Berlin Deine Höfe
by Lis
Wer ist eigentlich Martin? Sprechende Berliner Hinterhöfe, mythenumwoben. Im Zuge der Industrialisierung und deren klammheimlicher Schwester, der Urbanisierung, damals, 19. Jhd., entstanden sie, langsam, unausweichlich, die Mietskasernen. Hort und Höhle einfacher Angestellter, des Arbeitermilieus sowie deren Betätigungsanstalten: Kleines Gewerbe, Produktionsstätten. Dazu buntes Konglomerat an dunklen Gaststuben, Schenken, Etablissemangs. Filmtheater. Das Kreative erhält Einzug, Nachhut des Proletariats.
Später, leicht im Verzug, wie so oft, die literarische Aufarbeitung. Die Berliner Hinterhäuser, klassisch dreifaltig, werden zur Metapher. Irrwege der Armen, in Walter Benjamins Essay “Berliner Kindheit um Neunzehnhundert”: die Stadt als Labyrinth.
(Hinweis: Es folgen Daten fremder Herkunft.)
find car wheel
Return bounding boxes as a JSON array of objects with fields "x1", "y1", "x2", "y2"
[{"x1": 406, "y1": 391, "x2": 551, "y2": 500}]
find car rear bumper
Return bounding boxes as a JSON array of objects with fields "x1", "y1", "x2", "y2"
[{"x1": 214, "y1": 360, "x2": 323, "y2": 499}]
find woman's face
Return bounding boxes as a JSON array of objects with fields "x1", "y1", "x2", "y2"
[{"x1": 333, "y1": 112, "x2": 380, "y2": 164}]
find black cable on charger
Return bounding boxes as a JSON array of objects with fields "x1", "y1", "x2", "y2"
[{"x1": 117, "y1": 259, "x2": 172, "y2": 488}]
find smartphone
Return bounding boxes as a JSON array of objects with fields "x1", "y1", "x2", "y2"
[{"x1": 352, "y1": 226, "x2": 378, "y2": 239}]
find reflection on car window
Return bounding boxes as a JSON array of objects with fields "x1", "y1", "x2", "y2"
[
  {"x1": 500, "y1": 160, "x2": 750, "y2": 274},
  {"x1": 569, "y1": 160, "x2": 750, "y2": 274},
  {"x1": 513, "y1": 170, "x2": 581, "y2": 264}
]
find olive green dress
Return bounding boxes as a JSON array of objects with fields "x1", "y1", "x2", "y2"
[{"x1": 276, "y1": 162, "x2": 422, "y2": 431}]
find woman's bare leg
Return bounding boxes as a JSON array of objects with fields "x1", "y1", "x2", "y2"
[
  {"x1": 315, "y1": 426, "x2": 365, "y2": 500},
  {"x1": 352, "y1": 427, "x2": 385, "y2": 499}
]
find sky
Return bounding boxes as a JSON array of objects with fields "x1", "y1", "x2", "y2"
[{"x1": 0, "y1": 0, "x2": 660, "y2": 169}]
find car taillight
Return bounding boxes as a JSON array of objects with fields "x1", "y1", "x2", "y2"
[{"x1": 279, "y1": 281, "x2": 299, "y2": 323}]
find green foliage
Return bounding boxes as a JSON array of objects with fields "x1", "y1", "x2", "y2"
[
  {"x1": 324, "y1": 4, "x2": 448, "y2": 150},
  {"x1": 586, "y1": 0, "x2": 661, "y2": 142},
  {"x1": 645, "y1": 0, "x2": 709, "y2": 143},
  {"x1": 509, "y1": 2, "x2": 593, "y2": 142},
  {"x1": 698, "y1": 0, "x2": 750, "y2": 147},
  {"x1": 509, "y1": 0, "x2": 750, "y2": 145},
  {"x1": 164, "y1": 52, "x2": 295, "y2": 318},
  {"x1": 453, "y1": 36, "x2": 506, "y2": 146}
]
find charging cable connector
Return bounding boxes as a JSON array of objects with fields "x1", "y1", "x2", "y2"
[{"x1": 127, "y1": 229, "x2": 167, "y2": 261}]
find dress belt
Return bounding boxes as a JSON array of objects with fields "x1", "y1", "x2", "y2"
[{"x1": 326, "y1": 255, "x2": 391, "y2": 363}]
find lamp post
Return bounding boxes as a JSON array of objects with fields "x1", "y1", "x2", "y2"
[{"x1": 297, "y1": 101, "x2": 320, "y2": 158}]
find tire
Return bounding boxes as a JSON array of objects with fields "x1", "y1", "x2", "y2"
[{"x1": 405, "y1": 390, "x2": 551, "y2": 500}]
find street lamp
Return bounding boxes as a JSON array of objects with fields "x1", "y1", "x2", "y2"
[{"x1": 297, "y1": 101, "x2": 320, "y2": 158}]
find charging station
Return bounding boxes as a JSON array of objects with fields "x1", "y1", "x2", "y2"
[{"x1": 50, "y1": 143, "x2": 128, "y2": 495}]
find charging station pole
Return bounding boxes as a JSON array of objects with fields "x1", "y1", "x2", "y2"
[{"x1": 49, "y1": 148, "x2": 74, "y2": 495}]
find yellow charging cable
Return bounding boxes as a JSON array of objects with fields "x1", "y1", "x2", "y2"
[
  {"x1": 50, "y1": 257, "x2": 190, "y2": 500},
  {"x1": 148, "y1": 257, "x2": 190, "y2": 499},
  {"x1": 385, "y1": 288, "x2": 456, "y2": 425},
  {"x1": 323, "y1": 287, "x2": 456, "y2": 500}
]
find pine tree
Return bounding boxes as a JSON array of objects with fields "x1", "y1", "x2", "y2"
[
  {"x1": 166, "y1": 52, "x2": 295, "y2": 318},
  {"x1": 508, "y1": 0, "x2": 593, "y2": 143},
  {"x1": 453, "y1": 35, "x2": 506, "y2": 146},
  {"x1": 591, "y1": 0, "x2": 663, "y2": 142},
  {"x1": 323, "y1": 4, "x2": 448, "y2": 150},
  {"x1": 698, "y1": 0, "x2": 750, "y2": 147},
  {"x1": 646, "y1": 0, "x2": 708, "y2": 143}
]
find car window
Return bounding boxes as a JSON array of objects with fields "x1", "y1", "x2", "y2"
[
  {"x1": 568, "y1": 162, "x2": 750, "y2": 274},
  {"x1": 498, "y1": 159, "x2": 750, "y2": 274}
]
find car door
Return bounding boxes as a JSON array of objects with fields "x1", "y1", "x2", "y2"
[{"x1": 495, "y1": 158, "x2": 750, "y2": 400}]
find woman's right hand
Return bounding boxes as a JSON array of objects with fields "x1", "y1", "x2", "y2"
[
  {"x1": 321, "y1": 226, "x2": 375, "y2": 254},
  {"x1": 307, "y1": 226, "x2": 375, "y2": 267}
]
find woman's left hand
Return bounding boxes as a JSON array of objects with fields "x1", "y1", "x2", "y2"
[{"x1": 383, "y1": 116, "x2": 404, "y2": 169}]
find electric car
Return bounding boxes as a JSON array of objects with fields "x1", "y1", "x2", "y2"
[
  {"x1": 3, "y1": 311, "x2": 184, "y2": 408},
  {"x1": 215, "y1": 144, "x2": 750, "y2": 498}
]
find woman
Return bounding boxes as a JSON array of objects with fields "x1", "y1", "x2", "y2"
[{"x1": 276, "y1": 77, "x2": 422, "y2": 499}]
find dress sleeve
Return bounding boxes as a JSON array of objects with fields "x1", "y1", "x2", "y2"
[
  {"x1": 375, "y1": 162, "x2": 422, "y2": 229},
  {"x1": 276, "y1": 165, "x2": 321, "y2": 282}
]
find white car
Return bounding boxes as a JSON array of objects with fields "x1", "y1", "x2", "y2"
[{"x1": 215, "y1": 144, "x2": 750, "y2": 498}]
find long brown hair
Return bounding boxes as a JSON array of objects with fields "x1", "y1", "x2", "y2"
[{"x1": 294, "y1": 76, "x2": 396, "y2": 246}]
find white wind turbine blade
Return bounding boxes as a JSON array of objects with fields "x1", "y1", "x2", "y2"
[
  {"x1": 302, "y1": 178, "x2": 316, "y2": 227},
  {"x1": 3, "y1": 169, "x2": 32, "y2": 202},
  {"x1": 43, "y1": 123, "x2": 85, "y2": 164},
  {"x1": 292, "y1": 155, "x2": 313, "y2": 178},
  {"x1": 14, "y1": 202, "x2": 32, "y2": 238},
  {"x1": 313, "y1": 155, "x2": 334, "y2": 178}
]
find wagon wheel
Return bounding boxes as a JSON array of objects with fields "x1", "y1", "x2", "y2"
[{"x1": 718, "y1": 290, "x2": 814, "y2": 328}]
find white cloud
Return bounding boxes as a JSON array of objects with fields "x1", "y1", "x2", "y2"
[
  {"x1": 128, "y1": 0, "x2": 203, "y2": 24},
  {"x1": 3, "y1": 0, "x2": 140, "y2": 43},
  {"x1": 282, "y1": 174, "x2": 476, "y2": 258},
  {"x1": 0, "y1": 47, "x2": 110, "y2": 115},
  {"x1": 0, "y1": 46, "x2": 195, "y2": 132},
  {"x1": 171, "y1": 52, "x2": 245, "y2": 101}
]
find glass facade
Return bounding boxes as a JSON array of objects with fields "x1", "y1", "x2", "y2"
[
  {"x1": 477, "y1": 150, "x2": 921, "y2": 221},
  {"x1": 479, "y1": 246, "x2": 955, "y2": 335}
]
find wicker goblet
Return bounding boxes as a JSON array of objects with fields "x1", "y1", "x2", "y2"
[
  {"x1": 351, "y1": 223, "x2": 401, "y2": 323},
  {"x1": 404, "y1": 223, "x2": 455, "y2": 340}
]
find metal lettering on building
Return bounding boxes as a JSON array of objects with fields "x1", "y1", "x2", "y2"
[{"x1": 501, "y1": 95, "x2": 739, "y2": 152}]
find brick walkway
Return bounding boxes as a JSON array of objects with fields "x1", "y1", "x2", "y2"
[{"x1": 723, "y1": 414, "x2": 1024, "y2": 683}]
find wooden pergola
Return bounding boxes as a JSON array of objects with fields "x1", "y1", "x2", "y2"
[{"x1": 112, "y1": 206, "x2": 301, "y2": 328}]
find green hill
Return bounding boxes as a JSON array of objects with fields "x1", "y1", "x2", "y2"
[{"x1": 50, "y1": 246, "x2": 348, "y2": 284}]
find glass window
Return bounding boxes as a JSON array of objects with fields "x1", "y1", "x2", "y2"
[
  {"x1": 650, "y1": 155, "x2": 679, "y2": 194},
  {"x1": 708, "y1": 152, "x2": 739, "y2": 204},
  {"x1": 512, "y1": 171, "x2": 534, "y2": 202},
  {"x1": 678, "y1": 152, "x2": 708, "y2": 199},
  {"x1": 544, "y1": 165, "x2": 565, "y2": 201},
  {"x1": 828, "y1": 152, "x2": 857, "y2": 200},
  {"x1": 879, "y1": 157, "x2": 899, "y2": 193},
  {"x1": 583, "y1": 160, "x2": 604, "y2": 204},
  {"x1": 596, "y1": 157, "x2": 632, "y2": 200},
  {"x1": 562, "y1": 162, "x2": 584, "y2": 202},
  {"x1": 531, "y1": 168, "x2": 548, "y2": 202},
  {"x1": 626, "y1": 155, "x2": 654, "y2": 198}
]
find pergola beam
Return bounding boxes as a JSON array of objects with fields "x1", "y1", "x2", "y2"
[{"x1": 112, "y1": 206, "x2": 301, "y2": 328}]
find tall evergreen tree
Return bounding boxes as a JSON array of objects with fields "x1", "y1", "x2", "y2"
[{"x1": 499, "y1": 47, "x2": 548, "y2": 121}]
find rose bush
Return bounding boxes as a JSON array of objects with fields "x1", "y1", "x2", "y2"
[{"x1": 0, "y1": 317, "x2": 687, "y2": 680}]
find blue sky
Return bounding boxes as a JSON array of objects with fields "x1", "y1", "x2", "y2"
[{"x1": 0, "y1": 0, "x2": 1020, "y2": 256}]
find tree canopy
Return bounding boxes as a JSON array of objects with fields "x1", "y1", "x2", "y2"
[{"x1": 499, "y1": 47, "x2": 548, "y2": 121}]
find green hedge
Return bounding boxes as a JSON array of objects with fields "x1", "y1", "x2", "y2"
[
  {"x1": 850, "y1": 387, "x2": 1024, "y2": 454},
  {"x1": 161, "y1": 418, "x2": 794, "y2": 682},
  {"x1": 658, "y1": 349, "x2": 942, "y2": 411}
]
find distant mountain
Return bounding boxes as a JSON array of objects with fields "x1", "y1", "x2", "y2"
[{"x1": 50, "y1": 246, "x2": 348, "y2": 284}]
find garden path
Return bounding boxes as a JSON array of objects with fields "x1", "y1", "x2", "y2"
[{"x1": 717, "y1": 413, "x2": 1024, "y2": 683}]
Dann: Heute, hier, Mitte. Das Schrammelige erhöht, die so eigene Ästhetik, kreative Urbanität, aus Verfall wird Werden. Bohème der 2000er, verzaubert, entzaubernd. Bobos – bourgeois bohemian – in Paradise (Thx, Mister D. Brooks). Bemühtes Air des I-couldn´t-care-less.
Die Lis so irgendwie zwischendrin, zweiter Hof, in schönster PJ-Manier. Tunisien (a.k.a Leinenshirt mit Knopfleiste) von Isabel Marant Étoile, Flatterhose von Filippa K., Ballerinas von Pedro García, Beutelbag von Isabel Marant, Vintage. Stichwort Bohemian, hier isses wieder. Madame Marants Schneiderkunst, auch die. Es droht, auf kurz oder lang: Persiflagen-Alarm. Dabei geliebt. Man nimmt sich nicht aus. Wie auch. Reflektion, notdürftig verhaftet im zu Hinterfragenden.